満足度★★★★★
鑑賞日2019/07/07 (日) 14:00
座席1階C!列
この「骨と十字架」も、全くの予備知識なしで拝見。何の話かも知らずに拝見すると、神父らしい装束で、皆出てきて、どうやらバチカンの話らしい。では、いつの話かしらんと思っていると、どうやら創世記の話と進化の話が出てきて、19世紀以降の話だよね、と思っていると、北京原人の話が出てきて、登場人物を「シャルダン」と呼んでいて、えーっ、ティヤールド・シャルダンの話かい、と気づいた。そうだバチカンが進化論を認めたのって、極々最近だということに思い至った。
話の体裁が、何とも中世的な感じがしたのだけれど、確かシャルダンって、現代史の人だよなあ、こんな議論がまだ半世紀ちょっと前にもあったんだ、とすごい隔世感。
内容は信仰と科学、そしてシャルダンへの敬愛と同情を感じながら、自らの信念に忠実にあろうという人々の物語。
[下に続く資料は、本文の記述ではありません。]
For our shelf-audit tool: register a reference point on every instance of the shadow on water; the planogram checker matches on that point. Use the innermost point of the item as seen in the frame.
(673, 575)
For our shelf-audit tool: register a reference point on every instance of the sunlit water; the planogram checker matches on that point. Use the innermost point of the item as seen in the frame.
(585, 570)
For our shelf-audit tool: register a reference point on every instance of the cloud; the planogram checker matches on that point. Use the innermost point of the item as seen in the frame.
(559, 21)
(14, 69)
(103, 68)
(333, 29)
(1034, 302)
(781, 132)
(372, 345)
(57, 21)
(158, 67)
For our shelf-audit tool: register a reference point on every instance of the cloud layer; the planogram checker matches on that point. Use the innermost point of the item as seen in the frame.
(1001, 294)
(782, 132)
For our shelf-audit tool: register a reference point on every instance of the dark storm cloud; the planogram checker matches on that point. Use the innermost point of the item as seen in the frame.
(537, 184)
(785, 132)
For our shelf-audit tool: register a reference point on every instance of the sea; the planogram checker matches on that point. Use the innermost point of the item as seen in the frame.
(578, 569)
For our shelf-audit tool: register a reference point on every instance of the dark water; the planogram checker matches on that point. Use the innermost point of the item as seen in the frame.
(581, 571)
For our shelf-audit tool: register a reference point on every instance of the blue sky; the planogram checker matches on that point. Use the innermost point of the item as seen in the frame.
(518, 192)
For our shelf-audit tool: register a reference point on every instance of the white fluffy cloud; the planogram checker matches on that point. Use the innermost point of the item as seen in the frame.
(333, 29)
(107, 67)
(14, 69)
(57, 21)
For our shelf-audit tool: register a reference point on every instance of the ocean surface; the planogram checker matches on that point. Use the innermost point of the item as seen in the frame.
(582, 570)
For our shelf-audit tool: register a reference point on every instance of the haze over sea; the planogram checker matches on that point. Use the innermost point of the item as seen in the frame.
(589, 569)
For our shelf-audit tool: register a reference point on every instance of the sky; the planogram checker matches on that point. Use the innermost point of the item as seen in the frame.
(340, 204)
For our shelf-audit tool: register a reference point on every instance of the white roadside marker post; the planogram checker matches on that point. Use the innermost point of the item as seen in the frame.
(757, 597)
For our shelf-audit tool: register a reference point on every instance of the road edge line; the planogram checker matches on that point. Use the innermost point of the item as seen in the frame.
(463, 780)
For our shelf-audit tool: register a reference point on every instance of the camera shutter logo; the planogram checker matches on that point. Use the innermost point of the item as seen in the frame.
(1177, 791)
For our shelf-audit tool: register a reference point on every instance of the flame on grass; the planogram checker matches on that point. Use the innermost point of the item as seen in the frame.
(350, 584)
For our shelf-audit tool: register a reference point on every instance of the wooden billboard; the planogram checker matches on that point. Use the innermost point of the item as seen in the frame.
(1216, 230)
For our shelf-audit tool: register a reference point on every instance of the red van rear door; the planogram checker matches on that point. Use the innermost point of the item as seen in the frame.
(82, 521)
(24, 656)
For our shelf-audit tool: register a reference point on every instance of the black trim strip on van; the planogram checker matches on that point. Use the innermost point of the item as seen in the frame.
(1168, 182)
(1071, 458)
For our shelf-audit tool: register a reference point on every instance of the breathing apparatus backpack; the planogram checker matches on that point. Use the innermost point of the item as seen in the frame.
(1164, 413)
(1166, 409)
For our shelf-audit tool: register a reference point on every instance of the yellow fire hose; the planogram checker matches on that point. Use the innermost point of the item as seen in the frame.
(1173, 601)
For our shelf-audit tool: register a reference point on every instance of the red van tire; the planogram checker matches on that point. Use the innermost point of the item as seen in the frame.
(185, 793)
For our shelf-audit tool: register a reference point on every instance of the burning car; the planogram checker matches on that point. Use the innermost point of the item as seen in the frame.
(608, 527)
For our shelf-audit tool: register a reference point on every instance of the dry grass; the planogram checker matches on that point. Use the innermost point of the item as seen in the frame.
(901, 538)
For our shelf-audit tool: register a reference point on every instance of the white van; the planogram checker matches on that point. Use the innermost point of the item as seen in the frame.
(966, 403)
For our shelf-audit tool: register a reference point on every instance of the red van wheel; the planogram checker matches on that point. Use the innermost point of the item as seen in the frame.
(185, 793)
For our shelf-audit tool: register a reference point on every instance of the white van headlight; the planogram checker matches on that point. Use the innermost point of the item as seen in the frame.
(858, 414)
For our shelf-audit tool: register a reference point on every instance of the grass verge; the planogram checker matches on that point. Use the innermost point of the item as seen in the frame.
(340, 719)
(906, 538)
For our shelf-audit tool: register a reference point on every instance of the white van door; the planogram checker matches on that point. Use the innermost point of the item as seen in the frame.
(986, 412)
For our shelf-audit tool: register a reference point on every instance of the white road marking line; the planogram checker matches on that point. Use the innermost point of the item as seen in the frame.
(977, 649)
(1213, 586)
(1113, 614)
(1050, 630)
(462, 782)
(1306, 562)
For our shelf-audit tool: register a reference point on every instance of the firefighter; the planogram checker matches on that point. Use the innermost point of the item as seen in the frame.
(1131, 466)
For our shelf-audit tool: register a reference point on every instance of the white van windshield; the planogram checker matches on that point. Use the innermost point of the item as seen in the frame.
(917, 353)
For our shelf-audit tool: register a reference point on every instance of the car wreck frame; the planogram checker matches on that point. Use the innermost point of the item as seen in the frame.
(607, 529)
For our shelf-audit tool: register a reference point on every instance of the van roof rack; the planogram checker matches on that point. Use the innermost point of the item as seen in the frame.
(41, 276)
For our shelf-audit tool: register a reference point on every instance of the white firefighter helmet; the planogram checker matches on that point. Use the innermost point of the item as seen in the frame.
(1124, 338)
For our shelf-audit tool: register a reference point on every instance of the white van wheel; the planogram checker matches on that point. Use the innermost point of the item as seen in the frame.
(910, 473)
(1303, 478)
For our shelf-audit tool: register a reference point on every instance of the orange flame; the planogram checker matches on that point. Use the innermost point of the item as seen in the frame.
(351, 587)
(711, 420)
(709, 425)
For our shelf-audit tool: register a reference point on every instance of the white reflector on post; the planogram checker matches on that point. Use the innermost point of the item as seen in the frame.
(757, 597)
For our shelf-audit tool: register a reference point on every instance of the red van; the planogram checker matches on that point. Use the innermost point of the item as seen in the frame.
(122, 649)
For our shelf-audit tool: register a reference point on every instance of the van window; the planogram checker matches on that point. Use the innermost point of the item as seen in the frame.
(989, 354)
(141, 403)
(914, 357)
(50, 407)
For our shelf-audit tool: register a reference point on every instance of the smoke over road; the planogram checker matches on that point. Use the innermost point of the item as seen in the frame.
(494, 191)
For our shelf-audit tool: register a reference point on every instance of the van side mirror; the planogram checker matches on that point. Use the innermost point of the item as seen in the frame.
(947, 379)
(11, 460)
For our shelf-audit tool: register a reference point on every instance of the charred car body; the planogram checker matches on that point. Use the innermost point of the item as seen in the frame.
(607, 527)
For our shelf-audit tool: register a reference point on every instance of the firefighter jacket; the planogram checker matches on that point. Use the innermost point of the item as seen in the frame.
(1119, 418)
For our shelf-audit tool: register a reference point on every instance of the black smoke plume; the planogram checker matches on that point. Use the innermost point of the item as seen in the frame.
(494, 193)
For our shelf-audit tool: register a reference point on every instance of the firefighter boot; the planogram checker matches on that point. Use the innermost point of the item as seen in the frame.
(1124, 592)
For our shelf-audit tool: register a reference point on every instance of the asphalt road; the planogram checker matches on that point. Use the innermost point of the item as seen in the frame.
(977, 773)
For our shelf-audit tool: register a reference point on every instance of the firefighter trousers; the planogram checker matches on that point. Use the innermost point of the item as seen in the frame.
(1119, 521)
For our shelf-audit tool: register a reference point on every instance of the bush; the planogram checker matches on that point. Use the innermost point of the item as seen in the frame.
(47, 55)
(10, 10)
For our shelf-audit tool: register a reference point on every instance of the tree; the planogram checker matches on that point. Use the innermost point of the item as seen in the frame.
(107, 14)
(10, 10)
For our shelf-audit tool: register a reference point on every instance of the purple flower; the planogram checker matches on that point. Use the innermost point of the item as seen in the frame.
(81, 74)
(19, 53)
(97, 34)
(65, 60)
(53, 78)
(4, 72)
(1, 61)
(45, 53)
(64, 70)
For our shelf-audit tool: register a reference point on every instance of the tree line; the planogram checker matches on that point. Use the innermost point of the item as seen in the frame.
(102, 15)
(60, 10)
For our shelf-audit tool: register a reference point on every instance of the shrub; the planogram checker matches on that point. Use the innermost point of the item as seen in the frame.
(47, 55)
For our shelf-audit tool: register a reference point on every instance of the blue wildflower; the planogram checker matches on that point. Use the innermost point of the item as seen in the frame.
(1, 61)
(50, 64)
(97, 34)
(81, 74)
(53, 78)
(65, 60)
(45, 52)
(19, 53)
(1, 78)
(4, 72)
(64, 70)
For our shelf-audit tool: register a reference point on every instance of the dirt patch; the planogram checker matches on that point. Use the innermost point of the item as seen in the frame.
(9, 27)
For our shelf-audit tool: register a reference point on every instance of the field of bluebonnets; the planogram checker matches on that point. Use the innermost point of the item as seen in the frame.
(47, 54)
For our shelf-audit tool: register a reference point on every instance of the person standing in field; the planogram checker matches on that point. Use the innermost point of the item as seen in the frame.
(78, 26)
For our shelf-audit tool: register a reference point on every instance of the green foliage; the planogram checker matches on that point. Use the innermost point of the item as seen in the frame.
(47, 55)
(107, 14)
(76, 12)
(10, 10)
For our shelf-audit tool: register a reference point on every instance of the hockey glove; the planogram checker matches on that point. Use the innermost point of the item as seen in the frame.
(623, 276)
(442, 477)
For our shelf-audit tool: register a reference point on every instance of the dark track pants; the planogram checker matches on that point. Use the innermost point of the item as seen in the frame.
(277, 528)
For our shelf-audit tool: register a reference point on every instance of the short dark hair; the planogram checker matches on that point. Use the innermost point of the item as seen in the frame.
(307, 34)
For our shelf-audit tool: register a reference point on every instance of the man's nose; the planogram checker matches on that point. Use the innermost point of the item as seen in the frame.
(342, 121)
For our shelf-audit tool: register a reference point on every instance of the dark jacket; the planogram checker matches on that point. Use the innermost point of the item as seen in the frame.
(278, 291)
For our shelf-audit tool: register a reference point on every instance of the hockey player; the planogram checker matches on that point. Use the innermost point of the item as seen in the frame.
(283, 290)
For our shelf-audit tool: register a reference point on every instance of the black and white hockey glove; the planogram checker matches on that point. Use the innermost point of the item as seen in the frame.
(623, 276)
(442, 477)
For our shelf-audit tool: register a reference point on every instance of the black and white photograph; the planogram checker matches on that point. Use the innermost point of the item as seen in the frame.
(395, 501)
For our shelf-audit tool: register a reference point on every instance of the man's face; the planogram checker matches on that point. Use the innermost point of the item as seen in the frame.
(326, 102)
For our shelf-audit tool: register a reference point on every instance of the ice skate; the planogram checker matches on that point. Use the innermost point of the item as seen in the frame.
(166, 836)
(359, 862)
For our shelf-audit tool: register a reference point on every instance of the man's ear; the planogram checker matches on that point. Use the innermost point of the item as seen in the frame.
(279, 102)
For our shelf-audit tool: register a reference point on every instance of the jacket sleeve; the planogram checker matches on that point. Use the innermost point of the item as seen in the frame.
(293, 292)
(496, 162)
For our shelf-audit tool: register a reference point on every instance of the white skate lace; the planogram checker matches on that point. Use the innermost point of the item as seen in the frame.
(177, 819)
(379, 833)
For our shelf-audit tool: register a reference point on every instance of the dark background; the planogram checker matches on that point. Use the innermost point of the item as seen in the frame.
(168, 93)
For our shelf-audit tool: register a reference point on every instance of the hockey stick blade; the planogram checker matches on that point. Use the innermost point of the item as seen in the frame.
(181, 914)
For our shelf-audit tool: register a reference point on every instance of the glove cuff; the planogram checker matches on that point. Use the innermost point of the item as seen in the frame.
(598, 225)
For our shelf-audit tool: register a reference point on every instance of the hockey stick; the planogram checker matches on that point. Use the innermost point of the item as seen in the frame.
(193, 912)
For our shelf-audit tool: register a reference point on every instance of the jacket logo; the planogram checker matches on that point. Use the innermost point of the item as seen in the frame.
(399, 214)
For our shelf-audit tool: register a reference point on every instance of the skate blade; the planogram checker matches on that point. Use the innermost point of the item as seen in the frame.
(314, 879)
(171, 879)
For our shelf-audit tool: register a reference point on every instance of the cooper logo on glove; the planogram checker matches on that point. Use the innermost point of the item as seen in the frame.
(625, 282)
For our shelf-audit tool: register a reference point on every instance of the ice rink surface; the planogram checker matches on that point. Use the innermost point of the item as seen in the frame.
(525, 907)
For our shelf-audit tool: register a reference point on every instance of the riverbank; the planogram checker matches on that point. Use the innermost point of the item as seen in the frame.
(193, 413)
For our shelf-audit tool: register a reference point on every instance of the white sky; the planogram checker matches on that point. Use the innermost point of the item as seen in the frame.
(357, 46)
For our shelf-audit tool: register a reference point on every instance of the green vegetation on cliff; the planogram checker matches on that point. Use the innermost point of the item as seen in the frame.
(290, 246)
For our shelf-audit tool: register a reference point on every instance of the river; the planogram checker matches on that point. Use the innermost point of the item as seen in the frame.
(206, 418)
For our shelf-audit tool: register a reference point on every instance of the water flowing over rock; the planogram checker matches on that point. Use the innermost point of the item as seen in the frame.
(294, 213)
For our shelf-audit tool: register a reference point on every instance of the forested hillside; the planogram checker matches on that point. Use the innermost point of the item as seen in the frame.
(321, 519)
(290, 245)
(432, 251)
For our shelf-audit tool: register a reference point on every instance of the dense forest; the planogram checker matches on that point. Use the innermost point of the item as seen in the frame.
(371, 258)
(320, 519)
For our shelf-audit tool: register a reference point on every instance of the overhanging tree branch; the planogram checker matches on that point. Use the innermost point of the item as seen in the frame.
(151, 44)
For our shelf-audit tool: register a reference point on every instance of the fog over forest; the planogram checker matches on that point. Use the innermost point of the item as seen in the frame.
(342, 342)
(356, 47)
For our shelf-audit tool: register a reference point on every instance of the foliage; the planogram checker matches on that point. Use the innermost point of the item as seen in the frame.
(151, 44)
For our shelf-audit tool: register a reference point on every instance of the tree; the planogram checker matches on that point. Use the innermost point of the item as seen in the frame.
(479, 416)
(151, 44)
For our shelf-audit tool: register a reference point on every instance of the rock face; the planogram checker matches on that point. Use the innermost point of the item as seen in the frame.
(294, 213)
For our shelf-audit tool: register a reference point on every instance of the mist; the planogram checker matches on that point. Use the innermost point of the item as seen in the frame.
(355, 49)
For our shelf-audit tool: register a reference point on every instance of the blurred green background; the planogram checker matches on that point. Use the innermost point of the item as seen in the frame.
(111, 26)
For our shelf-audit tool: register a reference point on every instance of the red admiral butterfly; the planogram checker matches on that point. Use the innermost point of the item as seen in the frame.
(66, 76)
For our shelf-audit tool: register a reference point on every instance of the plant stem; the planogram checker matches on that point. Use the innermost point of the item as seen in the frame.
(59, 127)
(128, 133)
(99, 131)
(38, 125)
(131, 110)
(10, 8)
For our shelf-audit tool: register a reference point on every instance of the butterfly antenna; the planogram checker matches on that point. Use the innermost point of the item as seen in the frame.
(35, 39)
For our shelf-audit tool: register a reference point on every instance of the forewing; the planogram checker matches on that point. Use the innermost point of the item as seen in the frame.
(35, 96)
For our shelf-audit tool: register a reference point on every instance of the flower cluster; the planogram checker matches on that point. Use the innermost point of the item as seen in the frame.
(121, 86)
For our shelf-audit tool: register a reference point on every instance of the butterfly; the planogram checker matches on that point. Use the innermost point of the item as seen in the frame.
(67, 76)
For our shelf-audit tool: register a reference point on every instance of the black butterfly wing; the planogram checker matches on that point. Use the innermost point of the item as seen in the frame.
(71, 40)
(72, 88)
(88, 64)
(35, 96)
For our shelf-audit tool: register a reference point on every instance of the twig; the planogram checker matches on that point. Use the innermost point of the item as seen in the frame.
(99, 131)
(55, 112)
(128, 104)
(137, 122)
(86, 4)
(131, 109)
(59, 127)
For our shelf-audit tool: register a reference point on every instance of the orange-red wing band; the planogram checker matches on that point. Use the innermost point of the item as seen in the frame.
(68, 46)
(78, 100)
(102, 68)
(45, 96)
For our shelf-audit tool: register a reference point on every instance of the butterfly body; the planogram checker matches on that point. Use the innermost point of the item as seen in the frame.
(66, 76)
なかなかのハードボイルドなストレイトプレイ。
プレビューという位置づけで、アンケートなどを手掛かりに、3日間のインターバルで直しを入れての本番となるそうですが、これ何直すんだ?というくらいの緩急挟んだ、しっかりとした出来。演出の小川さんが前説で、アンケートの協力を切にお願いしていましたが、
役者の巧拙も含めて、何を注文すればよいんだ?好奇心から、アンケートを拝見したいくらい。
神農直隆、伊達暁、佐藤祐基、3氏のエッジの効いたセリフ回しに、小林隆、近藤芳正両氏の穏やかかつ強いセリフ回しが絡んで、各役の懊悩の物語をすんなりと聞かせてくれる。そして、各人の階上、舞台内での立ち位置が、それぞれの心情をうまく表現していて素晴らしい。動揺、不安、懐疑、決意等々を、セリフなしで感じさせてくれる。
好みもあるとは思うけれど、小川さんの新国立劇場演劇部門芸術監督就任後の最高傑作ではないか。